Last updated on 12/30/2014

In the Oregonian, here, with a link to his previous investigative reports on the alleged 1998 gang rape by members of the OSU football team:

… The Benton County District Attorney’s office and the blossoming enterprise that was the Beavers’ athletic department had a close working relationship, according to Sandrock. The Beavers held an annual meeting designed to foster good will.

Over the years, Sandrock said, he and other investigators were summoned to a meeting with Oregon State administrators during the tenures of football coaches Mike Riley, Joe Avezzano, Jerry Pettibone and Dave Kragthorpe. Present for those meetings were upper-level administrators including athletic directors Dee Andros and, later, Mitch Barnhardt. The meetings were presided over by one of the OSU vice presidents and occasionally by the university president, according to Sandrock.

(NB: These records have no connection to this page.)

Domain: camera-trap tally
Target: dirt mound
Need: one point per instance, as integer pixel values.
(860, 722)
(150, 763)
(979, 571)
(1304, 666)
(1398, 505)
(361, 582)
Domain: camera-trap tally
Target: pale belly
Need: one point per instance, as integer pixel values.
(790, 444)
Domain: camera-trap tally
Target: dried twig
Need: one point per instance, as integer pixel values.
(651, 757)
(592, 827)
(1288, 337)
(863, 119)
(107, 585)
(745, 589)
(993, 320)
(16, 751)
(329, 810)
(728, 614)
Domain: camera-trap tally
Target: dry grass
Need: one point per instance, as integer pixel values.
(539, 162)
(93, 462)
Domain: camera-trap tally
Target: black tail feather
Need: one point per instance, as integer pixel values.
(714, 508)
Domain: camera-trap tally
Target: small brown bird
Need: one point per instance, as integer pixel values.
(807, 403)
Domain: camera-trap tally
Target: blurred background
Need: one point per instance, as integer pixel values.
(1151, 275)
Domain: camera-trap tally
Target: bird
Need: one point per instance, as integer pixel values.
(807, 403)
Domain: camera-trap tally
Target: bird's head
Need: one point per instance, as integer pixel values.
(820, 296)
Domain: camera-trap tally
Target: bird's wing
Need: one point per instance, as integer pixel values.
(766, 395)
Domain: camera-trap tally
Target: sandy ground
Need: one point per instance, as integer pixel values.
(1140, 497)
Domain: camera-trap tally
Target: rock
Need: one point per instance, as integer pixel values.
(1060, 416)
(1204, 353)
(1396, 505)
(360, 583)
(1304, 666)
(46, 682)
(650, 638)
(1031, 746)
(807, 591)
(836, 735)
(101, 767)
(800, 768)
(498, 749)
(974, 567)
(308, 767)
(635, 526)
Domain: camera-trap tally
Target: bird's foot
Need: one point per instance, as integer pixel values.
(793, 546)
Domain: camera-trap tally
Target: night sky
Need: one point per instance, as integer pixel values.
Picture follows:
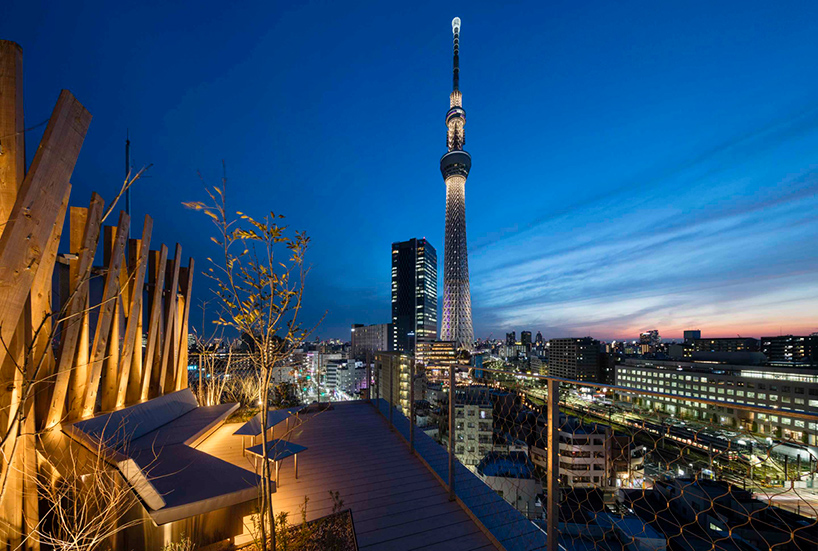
(636, 165)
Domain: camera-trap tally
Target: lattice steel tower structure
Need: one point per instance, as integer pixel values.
(455, 165)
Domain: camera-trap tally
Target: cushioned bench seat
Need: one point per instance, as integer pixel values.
(151, 444)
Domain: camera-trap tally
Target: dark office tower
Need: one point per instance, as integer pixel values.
(576, 359)
(455, 166)
(414, 293)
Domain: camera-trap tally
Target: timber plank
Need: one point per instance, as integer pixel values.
(158, 262)
(186, 285)
(77, 318)
(170, 318)
(110, 295)
(135, 310)
(36, 208)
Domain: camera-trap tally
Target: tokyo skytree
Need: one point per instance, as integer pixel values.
(455, 165)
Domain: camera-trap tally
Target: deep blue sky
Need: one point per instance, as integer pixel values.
(636, 164)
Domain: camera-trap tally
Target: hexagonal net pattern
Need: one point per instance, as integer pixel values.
(457, 322)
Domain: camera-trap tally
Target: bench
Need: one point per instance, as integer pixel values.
(153, 446)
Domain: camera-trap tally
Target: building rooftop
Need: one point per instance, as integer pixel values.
(396, 501)
(508, 465)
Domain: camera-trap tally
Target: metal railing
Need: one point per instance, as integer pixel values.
(600, 463)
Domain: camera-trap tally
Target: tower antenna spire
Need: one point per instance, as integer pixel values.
(456, 69)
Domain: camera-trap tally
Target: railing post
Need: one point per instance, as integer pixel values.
(451, 433)
(412, 406)
(378, 387)
(391, 392)
(553, 485)
(368, 379)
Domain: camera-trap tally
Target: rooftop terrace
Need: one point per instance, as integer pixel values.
(396, 501)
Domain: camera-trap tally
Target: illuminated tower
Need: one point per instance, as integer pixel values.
(455, 165)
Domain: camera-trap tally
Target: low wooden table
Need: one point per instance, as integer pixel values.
(252, 428)
(278, 450)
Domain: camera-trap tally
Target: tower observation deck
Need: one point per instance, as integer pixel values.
(455, 166)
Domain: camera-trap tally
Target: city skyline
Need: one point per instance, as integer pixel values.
(656, 172)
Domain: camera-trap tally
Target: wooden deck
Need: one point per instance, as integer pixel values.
(396, 502)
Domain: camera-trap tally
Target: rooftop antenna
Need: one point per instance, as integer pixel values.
(127, 175)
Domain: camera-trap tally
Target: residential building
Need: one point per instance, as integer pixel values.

On Oregon State’s annual guest list: the district attorney’s office, Corvallis Police Department, Benton County Sheriff’s Department, Oregon State Police and campus police.

“We’d get together and slap backs, laugh and talk about how we were going to try to work better together,” Sandrock said. “We had one season where 10 or 11 of the starting 22 football players ended up under investigation for one crime or another. Finally, one year I stood up at the meeting and said, ‘If I catch your assistant coaches contacting a sex-assault victim involving one of your players again I’ll have the coach arrested.'”

The room went silent.

Prior to 1998, Sandrock said, he became aware that Oregon State assistant football coaches attempted to talk survivors out of pursuing cases. The practice happened more than once, according to Sandrock, and not just with sex assaults.

“It just seemed to be part of the culture that coaches would do what they could to get their athletes out of trouble,” he said. …

Meanwhile Austin Meek has a story in the RG (prompted by the departure of Jim Bartko for the AD’s job at Fresno State) about the 1996 decision by UO boosters to go big on college football:

… The enduring contribution, though, was his relationship with Oregon’s biggest benefactor. It started in the 1990s, when Bartko was working in Oregon’s Portland development office and Knight was taking a renewed interest in his alma mater.

“After the Rose Bowl, he started getting involved,” Bartko said. “I just happened to be his contact. We became great friends.

“He had a vision for the University of Oregon to be great. He thought athletics could be a great window to the whole campus and elevate everybody.”

When Bartko leaves, he’ll take his own piece of Oregon history. He was one of the people at the table when three influential boosters — Knight, Pat Kilkenny and Randy Papé — gathered with Bellotti after the 1994 Cotton Bowl to chart the future of Oregon athletics.

Apparently the faculty were not consulted, though presumably some of the Johnson Hall administrators, who were along for their free junkets, were in on the deal.